Most analysts think that Trichet will say that the current interest rate is “appropriate” — indicating that it will not alter rates any time soon — and argue that it’s still too early to say whether last week’s massive 442 billion euro ($621.6 billion) liquidity injection is working despite some moderately better economic data.

Recent economic news, such as business sentiment surveys out of Germany, have suggested that the euro zone remains mired in recession but that the scale of the contraction in the second quarter will be less than the 2.5 percent quarterly drop recorded in the first three months of the year.

“While growing signs of stabilization and recovery should curtail further easing from the ECB, we see little chance of any tightening in the near term,” said David Page, European economist at Investec Securities.

Many members of the rate-setting governing council have indicated that they would not like the benchmark rate being reduced further from the current record low of 1 percent and have actually begun to talk about the need for exit strategies once economic recovery has been entrenched.

The European Central Bank has been criticized by many for not being as aggressive as the U.S. Federal Reserve or the Bank of England in cutting interest rates or pursuing unconventional measures, such as boosting the money supply.

In May, the European Central Bank cut its main interest rate to a record low of 1 percent as well as extending the maximum maturity of its bank lending from six months to 12 months and pledged to provide unlimited liquidity at the new, longer maturity.

Last Wednesday’s 442 billion euro 12-month money auction was widely seen as successful in that it managed to reduce interbank interest rates. Whether or not the declines get banks lending to each other — the main goal behind the liquidity injection — will take time to assess.

Last week, Axel Weber, the president of the Bundesbank and a key member of the governing council, warned banks that the European Central Bank could start lending to companies itself by buying up corporate bonds if the banks fail to kick-start lending following the liquidity injection.

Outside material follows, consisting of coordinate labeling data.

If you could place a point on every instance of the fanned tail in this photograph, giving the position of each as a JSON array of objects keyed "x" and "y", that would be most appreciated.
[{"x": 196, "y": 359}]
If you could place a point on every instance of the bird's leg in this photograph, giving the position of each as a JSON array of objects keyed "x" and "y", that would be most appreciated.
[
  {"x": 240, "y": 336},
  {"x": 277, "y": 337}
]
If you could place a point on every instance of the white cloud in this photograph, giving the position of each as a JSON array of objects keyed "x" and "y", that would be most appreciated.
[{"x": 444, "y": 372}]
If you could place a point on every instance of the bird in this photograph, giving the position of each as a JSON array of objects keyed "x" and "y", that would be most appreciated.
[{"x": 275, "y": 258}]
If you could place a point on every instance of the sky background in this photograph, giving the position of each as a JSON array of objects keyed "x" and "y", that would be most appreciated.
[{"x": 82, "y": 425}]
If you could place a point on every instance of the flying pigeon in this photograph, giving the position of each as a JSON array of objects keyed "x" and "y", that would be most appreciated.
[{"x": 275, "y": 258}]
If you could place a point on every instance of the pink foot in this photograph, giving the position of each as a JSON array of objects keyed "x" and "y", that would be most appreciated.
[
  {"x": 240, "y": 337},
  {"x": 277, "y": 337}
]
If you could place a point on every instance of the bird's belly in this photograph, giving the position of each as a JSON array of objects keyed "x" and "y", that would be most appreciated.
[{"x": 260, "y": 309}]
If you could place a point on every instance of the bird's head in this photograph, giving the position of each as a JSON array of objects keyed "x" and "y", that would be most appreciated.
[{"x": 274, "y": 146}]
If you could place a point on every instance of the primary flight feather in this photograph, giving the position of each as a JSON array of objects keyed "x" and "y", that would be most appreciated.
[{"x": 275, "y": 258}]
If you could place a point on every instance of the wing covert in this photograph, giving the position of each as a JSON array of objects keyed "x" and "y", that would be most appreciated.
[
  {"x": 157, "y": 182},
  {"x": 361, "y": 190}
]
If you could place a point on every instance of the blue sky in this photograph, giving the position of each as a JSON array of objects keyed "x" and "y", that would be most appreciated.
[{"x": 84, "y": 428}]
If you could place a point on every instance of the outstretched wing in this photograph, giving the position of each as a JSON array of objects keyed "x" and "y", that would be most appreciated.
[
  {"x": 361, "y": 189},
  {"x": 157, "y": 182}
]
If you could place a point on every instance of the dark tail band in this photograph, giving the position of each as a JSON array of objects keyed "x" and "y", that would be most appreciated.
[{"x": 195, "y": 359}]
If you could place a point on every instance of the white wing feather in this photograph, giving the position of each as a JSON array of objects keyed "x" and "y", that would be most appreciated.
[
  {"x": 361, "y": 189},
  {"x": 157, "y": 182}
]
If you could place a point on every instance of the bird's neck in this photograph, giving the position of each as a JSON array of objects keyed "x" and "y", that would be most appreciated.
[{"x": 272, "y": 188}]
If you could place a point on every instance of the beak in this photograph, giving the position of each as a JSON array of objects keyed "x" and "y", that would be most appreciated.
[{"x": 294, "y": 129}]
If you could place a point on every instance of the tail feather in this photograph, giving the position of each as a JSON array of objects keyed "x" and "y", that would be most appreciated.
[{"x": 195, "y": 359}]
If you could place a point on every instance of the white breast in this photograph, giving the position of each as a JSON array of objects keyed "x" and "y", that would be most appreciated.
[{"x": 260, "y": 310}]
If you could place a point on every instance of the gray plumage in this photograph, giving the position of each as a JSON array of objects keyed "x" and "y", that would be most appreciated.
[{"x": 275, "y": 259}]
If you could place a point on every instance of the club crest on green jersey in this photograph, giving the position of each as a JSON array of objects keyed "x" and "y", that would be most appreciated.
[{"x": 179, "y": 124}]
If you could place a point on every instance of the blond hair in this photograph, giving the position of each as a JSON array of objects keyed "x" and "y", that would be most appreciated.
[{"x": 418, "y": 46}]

“Even Weber, who had shown no enthusiasm for credit easing so far — to put it mildly — suggested that central banks would have to bypass the banks if the banks restrict credit and do not pass on the ECB’s generous refinancing conditions to households and enterprises,” said Guillaume Menuet, an economist at Merrill Lynch.

For now, the ECB will be looking for evidence that its liquidity injection is bearing dividends and is therefore not expected to announce any further “unconventional” measures aside from its recently announced limited program to buy 60 billion euro ($84.4 million) worth of euro-denominated covered bonds — a low-risk type of asset-backed securities.

The hope behind such a policy is that it may raise prices of assets on bank balance sheets, keep prices from falling for too long or too far, and well as giving the banking system more funds to lend to homeowners and businesses.

In contrast to the measures announced by the ECB, the Fed and the Bank of England have cut their interest rates to below 0.25 percent and 0.5 percent respectively and unveiled much larger programs to boost the money supply to get banks lending again.

Many analysts think the European Central Bank’s relative caution will likely mean that the euro zone recovers later and more slowly than the United States and possibly Britain. The Bank itself does not expect recovery to kick in fully until the middle of next year.

“With less convincing signs of improvement, a relatively cautious policy response and the worst of the credit crunch yet to materialize, the upturn in the euro zone will be weaker than elsewhere,” said Daniele Antonucci, European economist at Capital Economics.